Due Diligence is the research and analysis of a company or organization done in preparation for a business transaction (such as a corporate merger or purchase of securities) making the effort of a reasonable party to avoid harm to another party or himself.

Failure to make this effort could be considered negligence and there could be potential ramifications of not hiring an expert to assist with due diligence in mind. This type of investigation is sometimes done to put your own mind at ease because you are not quite sure about what you are getting into and/or because your company could be held legally responsible should something go wrong and you did not take the time to properly research the situation.

Legal ROC Investigators due diligence investigation includes comprehensive background information about new business relationships and prospective partners in mergers and acquisitions, joint ventures, venture capital investments, franchises and large loan transactions. We understand the necessity of current, timely and accurate intelligence including an in-depth study of business history, resources, credentials and reputation of parties in impending transactions. Our due diligence investigation will not only protect your intellectual property but safeguard your company’s reputation as well. Find those hidden skeletons and confirm all material have been provided by the parties before putting your business assets and reputation on the line.

Due diligence investigations include various investigative techniques. As with all our investigations, our Investigators will customize a plan that best fits your company’s needs. Our due diligence investigations are discreet and we work hard to make sure your business objectives are met.

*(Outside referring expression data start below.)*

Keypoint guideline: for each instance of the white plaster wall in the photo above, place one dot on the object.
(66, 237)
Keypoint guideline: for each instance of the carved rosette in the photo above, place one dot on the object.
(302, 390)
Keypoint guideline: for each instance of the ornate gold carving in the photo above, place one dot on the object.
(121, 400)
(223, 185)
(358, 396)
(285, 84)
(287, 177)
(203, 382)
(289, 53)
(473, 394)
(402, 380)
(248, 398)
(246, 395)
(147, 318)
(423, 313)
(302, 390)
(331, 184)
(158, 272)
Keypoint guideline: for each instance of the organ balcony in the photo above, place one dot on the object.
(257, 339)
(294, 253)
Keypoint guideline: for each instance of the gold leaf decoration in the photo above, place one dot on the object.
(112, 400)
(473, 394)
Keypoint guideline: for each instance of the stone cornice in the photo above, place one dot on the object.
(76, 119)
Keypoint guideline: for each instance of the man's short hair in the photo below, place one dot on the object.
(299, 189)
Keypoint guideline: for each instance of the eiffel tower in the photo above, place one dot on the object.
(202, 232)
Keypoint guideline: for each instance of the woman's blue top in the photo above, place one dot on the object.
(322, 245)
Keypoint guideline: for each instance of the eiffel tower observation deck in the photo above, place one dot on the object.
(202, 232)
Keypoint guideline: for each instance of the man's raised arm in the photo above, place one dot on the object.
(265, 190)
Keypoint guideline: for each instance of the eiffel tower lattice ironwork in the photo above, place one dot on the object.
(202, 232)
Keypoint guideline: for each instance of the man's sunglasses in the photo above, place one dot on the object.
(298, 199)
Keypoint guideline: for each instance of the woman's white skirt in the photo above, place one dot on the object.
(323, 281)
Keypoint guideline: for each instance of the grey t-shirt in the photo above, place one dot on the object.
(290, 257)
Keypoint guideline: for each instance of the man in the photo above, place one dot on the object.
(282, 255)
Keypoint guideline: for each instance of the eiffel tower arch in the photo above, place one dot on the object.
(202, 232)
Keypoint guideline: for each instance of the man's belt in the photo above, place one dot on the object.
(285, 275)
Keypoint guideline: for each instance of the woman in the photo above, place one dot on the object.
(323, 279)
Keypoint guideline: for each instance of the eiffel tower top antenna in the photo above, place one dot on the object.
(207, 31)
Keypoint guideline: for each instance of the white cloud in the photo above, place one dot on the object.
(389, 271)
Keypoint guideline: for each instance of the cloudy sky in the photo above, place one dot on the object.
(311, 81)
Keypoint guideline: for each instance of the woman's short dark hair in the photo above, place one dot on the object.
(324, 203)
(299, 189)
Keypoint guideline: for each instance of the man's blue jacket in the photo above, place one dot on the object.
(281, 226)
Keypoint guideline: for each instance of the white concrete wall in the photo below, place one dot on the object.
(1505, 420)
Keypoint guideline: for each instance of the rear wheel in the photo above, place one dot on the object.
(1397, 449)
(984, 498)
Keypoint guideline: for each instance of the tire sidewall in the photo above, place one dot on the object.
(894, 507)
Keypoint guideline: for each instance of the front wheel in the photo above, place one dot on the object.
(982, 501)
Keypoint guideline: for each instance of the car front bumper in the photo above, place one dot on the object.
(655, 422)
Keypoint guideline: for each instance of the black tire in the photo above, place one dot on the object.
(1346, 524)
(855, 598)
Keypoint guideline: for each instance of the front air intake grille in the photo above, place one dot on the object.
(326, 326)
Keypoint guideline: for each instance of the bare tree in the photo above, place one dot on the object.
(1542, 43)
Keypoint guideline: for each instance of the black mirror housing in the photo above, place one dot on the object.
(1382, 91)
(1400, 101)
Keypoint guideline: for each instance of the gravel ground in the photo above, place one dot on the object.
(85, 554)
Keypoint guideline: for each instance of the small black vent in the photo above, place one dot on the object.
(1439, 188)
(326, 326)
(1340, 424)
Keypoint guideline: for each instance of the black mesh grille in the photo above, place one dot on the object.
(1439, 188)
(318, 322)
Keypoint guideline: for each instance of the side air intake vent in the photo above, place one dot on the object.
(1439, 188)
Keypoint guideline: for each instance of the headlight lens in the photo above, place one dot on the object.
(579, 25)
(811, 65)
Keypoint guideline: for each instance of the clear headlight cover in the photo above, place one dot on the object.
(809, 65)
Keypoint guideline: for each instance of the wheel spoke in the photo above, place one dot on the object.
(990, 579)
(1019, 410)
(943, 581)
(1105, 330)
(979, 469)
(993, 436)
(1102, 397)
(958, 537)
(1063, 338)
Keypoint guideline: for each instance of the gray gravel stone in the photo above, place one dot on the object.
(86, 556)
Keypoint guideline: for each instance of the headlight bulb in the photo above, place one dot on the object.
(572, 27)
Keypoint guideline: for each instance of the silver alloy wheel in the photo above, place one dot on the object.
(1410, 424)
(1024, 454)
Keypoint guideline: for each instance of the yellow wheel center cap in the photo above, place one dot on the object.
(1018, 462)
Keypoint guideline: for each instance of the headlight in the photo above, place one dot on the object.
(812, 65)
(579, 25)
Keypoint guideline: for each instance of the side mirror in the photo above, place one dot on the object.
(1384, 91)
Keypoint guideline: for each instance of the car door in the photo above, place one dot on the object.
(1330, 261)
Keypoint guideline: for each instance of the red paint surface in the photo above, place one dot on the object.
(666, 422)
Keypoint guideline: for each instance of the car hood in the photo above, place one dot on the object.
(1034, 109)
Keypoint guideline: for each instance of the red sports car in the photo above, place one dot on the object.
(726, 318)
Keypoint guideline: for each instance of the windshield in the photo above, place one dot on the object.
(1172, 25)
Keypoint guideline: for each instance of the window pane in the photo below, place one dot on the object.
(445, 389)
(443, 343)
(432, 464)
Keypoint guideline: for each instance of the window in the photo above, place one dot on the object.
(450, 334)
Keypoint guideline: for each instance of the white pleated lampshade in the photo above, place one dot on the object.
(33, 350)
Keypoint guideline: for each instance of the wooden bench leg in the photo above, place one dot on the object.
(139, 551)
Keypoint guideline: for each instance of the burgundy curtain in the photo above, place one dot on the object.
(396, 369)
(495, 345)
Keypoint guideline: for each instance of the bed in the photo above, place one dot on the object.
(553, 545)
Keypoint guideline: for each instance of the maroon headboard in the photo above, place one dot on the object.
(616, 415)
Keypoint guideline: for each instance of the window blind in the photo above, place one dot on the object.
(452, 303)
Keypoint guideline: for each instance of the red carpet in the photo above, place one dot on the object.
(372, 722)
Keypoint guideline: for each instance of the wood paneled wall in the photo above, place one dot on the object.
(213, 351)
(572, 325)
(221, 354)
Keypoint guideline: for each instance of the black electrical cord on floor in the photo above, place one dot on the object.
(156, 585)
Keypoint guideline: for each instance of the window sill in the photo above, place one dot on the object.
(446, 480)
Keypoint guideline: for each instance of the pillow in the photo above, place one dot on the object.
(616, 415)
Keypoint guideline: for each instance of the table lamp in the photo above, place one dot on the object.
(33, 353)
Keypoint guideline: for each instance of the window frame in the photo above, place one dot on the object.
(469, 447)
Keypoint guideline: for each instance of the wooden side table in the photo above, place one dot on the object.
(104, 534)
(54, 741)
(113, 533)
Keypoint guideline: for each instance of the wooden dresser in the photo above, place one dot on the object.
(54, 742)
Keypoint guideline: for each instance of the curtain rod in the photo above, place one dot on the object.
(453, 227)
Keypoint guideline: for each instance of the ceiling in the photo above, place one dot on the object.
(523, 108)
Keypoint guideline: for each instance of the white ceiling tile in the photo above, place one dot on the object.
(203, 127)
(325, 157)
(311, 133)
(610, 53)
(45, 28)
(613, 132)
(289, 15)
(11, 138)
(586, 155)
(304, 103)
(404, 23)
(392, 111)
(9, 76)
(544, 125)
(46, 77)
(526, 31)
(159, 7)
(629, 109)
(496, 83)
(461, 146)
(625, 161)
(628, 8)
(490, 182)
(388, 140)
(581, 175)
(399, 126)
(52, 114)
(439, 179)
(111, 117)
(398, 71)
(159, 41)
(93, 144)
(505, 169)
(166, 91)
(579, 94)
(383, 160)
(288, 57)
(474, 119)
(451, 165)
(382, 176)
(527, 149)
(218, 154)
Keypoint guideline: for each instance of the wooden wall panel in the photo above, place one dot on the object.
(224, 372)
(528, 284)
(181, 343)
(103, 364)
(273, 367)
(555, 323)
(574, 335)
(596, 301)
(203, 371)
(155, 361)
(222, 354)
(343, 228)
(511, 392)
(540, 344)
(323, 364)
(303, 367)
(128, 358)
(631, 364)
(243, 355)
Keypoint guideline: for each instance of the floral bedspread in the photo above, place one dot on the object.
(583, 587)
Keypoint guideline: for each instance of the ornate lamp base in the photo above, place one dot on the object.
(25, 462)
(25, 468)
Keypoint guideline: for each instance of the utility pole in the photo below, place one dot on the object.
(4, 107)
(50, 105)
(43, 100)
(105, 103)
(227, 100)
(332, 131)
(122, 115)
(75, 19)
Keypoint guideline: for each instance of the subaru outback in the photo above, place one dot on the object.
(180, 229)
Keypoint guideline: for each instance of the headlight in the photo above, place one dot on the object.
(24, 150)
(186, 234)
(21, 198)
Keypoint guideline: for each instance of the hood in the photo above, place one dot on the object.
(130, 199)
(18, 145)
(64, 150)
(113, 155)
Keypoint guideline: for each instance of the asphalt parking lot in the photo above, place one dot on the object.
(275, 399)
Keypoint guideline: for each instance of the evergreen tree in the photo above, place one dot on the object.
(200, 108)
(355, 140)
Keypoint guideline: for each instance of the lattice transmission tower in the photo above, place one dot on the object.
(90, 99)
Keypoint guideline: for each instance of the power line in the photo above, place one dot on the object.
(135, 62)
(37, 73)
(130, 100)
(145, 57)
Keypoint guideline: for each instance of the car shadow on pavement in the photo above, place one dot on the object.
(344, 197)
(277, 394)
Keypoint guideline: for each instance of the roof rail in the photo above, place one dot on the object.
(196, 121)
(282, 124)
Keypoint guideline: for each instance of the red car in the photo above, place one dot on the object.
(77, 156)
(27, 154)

Below are just a few of the many reasons a due diligence investigation should begin:

  • Professional History – Falsified Education Credentials or Work History
  • Litigation History – Prior and Pending Lawsuits in which the company has been involved
  • Current and Previously Owned Businesses – Look for any potential conflicts, competition and/or how businesses were bought and sold
  • Transparency – Make sure the company is not just a storefront but actually has the substance it claims
  • Personal History – Multiple divorce filings with allegations of personal misconduct, Criminal Conduct
  • Prior Bad Business Transactions – Whether with clients or vendors, it is important to know the reputation the company has in the business community
  • Employee Interviews – High turnover, Disgruntle employees
  • Records Check – Bankruptcy, Government Documents filed timely, Licenses active, etc.
  • Evaluation of Assets – Verify the company owns the property or other assets offered in the transaction including the money in which the transaction is based upon
  • Verification that the transaction complies with investment or acquisition criteria

Investigative due diligence can help you minimize the risk of potentially bad investments, costly mistakes or angry investors by identifying hidden interests, personal issues or past professional red flags.